The two black catfish promptly vanished, but one did see glimpses of them occasionally, and then after the two big black fish were put there they have appeared more frequently, perhaps thinking that they needed to be quick off the mark to get anything to eat.

The first picture shows the tank with the balcony beyond it, encompassing a bougainvillea bush and also a little bed for greenery. This scene has however appeared previously too, when I introduced this tank. The second picture shows the big gourami in the pink tub in the garden, with the fish Dharshana gave me for Christmas in 2022, and there follow the Silver Dollars he gave me a year later, in the new tank with one of the gourami lurking in the background. The next picture shows the gourami with one of the white catfish, but this picture like the last one is not clear because the water is muddy.

This is because I had wanted to have lotuses here, and the fifth picture shows a plant with a blossom I had put in the week before Christmas, with a gourami sailing by. After that blossom faded away another was beginning to emerge through the water, but then it vanished, and when I checked on what had happened, which required getting the basin out because of the murkiness, the whole plant had vanished.

I fear gourami eat lotus leaves, and one of these two is voracious. But I suppose the realization that I cannot have plants there will help me to see the fish, because I will now clear away the mud.

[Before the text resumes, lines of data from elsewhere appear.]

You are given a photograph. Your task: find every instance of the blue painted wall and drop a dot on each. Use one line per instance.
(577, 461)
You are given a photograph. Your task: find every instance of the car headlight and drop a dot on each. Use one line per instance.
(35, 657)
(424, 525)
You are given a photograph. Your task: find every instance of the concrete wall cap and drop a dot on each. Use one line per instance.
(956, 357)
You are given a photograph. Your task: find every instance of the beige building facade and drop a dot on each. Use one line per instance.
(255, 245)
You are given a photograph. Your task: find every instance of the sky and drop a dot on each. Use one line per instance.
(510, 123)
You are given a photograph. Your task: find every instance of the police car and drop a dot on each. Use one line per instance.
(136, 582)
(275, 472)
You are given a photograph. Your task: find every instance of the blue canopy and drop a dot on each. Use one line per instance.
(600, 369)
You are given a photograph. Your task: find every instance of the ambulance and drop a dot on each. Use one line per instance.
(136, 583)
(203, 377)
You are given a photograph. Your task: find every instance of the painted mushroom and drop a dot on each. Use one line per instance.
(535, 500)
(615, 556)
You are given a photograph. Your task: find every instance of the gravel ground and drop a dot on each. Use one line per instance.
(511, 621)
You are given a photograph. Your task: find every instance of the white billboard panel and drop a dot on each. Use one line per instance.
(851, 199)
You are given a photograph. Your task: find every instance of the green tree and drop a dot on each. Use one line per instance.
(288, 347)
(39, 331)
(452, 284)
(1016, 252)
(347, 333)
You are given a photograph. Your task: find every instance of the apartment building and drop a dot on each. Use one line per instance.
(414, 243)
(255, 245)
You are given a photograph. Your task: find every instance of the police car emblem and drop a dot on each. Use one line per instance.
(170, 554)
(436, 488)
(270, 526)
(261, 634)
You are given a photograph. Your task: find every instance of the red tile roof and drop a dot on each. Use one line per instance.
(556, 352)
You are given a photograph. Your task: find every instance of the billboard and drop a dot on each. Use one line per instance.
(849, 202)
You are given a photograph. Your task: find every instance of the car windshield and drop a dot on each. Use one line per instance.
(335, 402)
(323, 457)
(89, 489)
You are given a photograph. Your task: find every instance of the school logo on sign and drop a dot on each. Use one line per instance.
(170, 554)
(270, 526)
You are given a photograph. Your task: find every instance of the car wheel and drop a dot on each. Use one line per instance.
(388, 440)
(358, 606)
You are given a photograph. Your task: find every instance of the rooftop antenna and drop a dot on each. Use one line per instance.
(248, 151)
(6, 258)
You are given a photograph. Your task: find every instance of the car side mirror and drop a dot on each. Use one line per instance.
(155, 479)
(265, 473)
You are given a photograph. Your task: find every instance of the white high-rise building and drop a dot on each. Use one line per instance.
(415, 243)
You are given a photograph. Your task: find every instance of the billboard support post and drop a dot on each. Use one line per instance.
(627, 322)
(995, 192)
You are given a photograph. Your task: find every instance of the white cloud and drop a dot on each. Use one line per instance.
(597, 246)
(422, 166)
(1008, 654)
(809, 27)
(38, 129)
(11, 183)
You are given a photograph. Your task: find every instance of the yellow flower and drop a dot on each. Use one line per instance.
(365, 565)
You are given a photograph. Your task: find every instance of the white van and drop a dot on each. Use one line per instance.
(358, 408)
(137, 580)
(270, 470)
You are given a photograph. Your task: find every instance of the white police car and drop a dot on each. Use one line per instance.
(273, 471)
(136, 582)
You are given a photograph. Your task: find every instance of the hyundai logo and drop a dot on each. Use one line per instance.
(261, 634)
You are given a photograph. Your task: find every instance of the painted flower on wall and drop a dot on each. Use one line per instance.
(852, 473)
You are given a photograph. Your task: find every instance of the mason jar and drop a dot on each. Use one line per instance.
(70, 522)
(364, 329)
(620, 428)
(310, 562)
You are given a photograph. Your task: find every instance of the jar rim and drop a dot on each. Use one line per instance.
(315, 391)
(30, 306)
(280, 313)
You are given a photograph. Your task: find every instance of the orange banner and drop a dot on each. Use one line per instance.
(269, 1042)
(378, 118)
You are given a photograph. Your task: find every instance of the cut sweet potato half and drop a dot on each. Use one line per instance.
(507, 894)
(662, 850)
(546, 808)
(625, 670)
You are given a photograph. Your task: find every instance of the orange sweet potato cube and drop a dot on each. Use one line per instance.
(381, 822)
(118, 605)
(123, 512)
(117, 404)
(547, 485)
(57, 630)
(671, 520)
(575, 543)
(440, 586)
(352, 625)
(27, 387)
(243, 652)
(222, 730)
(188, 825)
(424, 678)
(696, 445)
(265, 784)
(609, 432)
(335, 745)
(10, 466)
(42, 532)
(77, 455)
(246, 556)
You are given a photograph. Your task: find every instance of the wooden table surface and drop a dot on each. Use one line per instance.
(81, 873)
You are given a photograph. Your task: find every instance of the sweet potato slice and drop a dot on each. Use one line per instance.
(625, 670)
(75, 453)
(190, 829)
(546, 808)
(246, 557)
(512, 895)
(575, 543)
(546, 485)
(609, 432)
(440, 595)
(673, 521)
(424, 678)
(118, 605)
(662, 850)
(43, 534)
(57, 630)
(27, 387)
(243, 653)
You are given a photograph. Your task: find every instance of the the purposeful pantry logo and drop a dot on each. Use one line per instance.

I had thought about starting another series for the Wednesday post on this blog, but so much happens in my garden, at its different levels that I decided to continue with this subject. But the posts will be shorter, to give even greater emphasis to the pictures, which I have no doubt are of greater interest to readers than any explanations of what and why things are.

Today’s subject lends itself admirably to this, for I go back to the roof garden which I have not talked about for nearly a month. But as I found a few months back, incessant rain, with bursts of fierce sunshine, has been good for the roses, and the burst of flowering they engaged in has not ceased. When I made my way up there in the middle of December, it was to find luscious flowers on several plants, a pink one in the first big basin, the yellow little one in the bed at the southwest corner and the bright yellow one in the second big basin amidst the lime trees.

Unfortunately I took no pictures when I was next up there, on Christmas morning, when I plucked the best blossoms for vases on my tables at lunch. So when I was up there again a few days later there were few flowers, though little buds that had escaped at Chrismas had flowered, a pink one in I think the first big basin, and an orange one in the bed on the eastern side.